Насчет прищепок я недавно додумался. Не я додумался, если честно, Костромина. Сцепляешь веки – и сами не раскрываются, и можно представить, что спишь. Вообще, Костромина много чего, оказывается, придумала, в ее дневнике, наверное, третья часть про изобретения. Конечно, ерунда всякая в основном. Космическая. Костромина, оказывается, приготовлялась. Думала, что если изобретет что-то полезное, то ее возьмут. Прищепки – это из области космической амуниции. В космосе невесомость и глаза все время открываются, даже во сне. Вот Костромина и изобрела – прищепки с мягкими лапками. Очень удобно. Потом тянучую воду еще.
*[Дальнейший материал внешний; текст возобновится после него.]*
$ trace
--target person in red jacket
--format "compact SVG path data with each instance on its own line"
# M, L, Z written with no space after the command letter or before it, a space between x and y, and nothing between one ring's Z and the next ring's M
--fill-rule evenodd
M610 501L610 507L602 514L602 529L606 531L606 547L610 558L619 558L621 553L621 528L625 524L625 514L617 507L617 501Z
Ее разливаешь – а она не разбрызгивается, летает шаром, тоже в космосе очень удобно. Правда, вода эта была только в формулах, Костромина ее так и не сделала, не успела. Придется мне.
Или вот еще, тараканья смерть. Ловушка такая, для тараканов. Эти насекомые – бич всех космических аппаратов, пролезают через все карантины, портят оборудование, одним словом, вредят по всем параметрам. Травить их нельзя – любая химия в невесомости чрезвычайно опасна, лучше не связываться. А Костромина придумала особые пищалки – приманивают тараканов писком и убивают током. Полезная вообще штука. Их она успела построить, я нашел в ее комнате. Принес к себе, включил. Пищат. Только тараканов у меня дома и так нет. А пищат противно, я бы на месте тараканов в эти ловушки ни за что не полез бы.
Велосипед еще изобрела – совсем удивительно, этого от нее не ожидал. Только построить не успела. Неплохая конструкция – маховик для гашения избыточной мощности и динамомашина – теперь можно на ходу вырабатывать энергию. Только непонятно, куда эту энергию скачивать. И еще антисобачник. Такой комплексный аппарат, предотвращающий попадание собак под колеса. Во-первых, свисток, отпугивающий всех мелких животных на расстоянии пять метров, во-вторых, специальные крылья-щитки – отбрасывающие в сторону этих самых мелких животных, если они пренебрегут предостерегающими сигналами. Наверное, эффективный. Я построю. Обязательно.
Начинает пищать будильник. Я подхожу к окну.
Хорошая погода. Снег. Белый и какой-то золотисто-сияющий – в модификаторах погоды изменили настройки – и теперь можно делать разноцветные снега. И дожди. Но сейчас снега, потому что зима.
Протираю стекло и спешу в ванную. Смотрю в зеркало. Ничего. Включается плазма. Бледное, с сине-красными прожилками лицо. Нос, губы, изрезанные мелкими белыми шрамиками, красные глаза, кожа…
Никаких изменений.
Но ничего, подождем. Терпение и еще раз терпение, и сто сорок раз терпение.
Иду в ванную.
Сначала левый. Сжал покрепче, дернул вниз и вбок.
Удивительно, но это больно. Действительно больно. Голову почти до затылка пробивает сияющая молния, разветвляясь по капиллярам мозга электрическим деревом, выпрыгивает из глаз.
Левый клык, как всегда, страшен. Похож на спрута, распустившего щупальца. Пять корней. У людей в каждом нормальном зубе три корня. У нас пять. Поэтому они держатся гораздо крепче, сидят гораздо глубже.